Une enquête démarre. De ce postulat classique se tisse une série
d'une incroyable profondeur psychologique. En plus d'une redoutable
efficacité, la série remplissant avec honneur le cahier des charges
d'un bon whodunnit, Broadchurch brille pour sa galerie de
personnages et d'acteurs. En premier lieu, on retient le
développement sensible et poignant du couple en deuil qui distingue
particulièrement la plume de scénaristes de Broadchurch.

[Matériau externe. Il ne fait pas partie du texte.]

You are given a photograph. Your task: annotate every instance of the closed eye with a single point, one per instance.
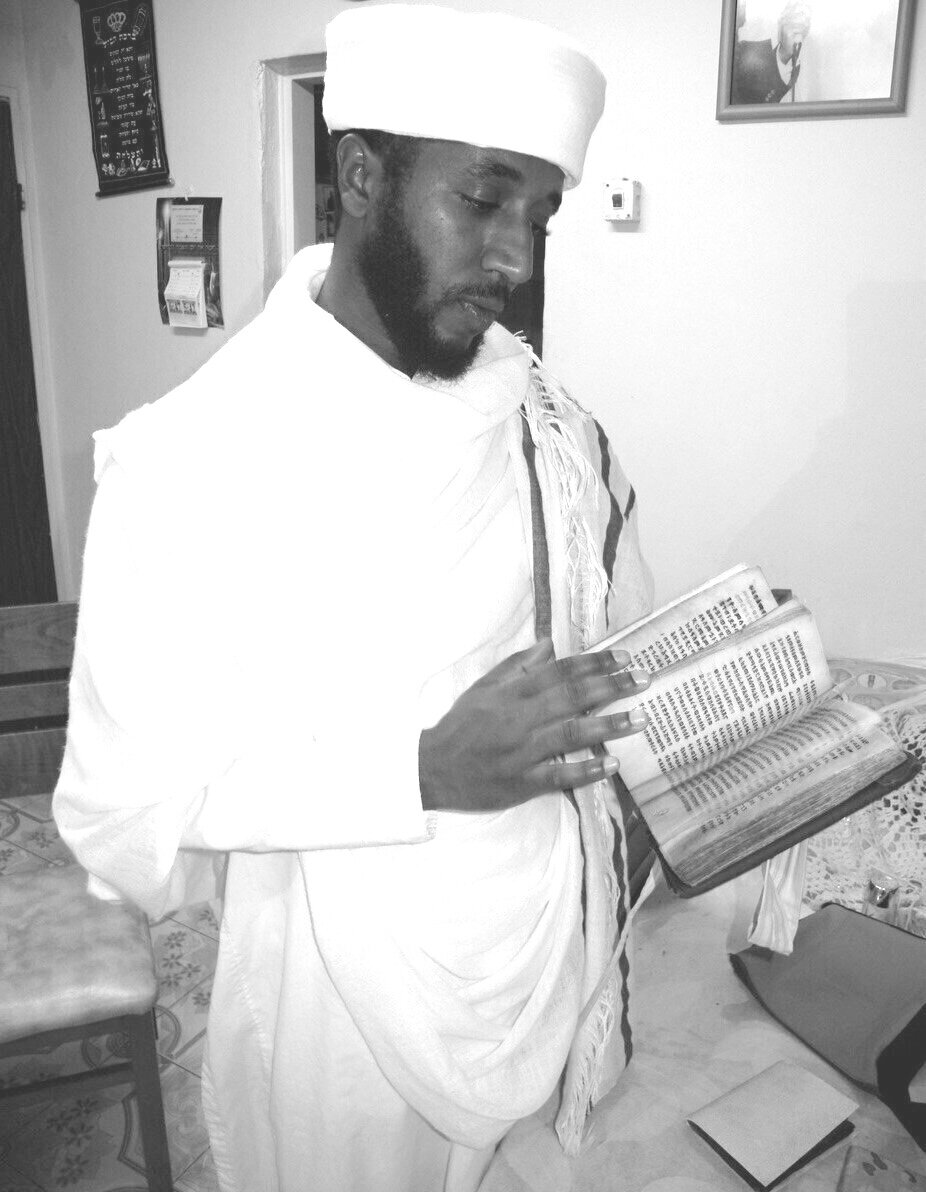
(482, 205)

Certaines scènes se traversent le cœur serré, en se révélant
d'une belle acuité psychologique. La série de Chris Chibnall suit aussi l'événement du point de vue de la presse, ce qui donne un portrait poussé et passionnant des médias actuels. Les conséquences de la couverture médiatique sont particulièrement mis en avant, pour un constat glaçant du pouvoir des médias.
En
plus de faire face au drame, les personnages apparaissent tous
torturés et porteurs de secrets. Un procédé lié au genre mais
qui fait naître un certain spleen, palpable particulièrement pour
le développement de la vie privée d'Alec Hardy qui parle avec le
savoureux et prononcé accent de David Tennant. Ce dernier est
étonnant, tout comme sa partenaire, Olivia Colman : le duo de
flics fonctionne à merveille, les deux acteurs rivalisant de naturel
et de justesse. J'aurai du mal à évoquer leur talent (surtout celui de Colman) sans sembler niais, donc je rajouterai seulement que ces deux acteurs apportent très bien la touche d'humour considérée inhérente aux séries anglaises.
Bien
que le genre de la série policière soit une vieille tradition
télévisuelle dont on retrouve ici les codes et ficelles,
Broadchurch
transcende le genre par une écriture sensible et humaine qui diffuse
une atmosphère mélancolique, bien aidée par la magnifique
bande-originale de Olafur Arnalds. La mise en scène, aux effets répondant aux canons télévisuels actuels (effets de focus, ralentis), se révèle soignée, sobre et même intense parfois. Elle participe à la construction de cette atmosphère qui atteint
son climax dans le dernier épisode, d'une tristesse abyssale et
parsemé de performances d'acteurs à briser le cœur. Un épisode final d'une puissance émotionnelle rarement rencontrée au cinéma ou ailleurs. Ce finale magistral prouve l'habileté des scénaristes à avoir créé un crescendo au long de la saison, ce qui fait la marque des grandes séries.
La seconde
saison est diffusé en ce moment sur ITV, ce qui donne une bonne
occasion de découvrir cette série policière abonnée aux
superlatifs (la saison 1 est rediffusée sur France 4).